I'm sat here feeling very sorry for myself, and pretty disappointed in myself for doing so.
My 2 children are, tonight, enjoying their first night on holiday in Euro Disney with their mum, her boyfriend and his kids. And, to be quite frank, I feel sick about it.
We've been separated, coming up to, 3 years, in September. She left me for a guy at work and they have been on and off since, but are now living together. I was devastated at the time, and to be honest have never been the same since.
My kids are my world, eldest is 5 and younger is 3 and a half. I have them half the time, and there is nothing I wouldn't do for them. Money is a struggle, despite working full time, but I scrape through. The kids are never short at my place, but I cannot afford holidays and the like, that apparently their mum can. I realise holidays aren't the be all and end all, and I make sure the time I have with them is quality time. But it still brings me down.

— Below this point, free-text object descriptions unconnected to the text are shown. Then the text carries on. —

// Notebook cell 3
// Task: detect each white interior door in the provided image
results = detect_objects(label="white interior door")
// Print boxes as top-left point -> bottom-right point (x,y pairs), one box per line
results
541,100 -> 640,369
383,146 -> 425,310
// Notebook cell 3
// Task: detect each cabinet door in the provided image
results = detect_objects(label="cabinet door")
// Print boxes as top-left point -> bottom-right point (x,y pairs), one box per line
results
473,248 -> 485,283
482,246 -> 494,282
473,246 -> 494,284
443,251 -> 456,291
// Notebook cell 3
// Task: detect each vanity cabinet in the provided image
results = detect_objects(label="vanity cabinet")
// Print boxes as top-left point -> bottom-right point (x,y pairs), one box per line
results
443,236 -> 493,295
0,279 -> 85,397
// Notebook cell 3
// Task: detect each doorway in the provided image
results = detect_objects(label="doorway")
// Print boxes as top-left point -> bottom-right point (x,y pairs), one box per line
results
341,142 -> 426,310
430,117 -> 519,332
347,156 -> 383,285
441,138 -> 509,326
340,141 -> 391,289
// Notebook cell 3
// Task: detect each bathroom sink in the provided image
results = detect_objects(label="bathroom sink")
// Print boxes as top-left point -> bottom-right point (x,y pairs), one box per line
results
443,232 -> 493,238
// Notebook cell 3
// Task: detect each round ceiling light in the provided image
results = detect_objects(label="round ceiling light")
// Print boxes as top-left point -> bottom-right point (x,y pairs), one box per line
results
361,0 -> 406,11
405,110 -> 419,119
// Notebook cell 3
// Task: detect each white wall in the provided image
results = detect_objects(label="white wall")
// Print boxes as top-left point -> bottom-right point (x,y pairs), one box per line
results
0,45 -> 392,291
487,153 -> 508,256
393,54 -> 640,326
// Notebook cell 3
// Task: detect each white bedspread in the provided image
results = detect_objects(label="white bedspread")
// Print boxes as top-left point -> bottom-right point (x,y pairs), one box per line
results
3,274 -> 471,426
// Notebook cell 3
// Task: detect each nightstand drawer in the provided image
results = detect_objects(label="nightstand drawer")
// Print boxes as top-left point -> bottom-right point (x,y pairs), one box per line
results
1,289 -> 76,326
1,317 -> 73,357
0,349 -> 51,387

I think the worse thing is missing out on the 'firsts', something I've always thought of as the best thing about being a parent. And the thought that I have missed their first trip abroad, their first time on a plane and the look on their faces when they saw Euro Disney for the first time, really hurts.
So here I am, Sat watching love actually (not even sure how that happened!), feeling very lonely and missing my smalls. I won't see them for a week, which will be the longest I have ever gone without seeing them.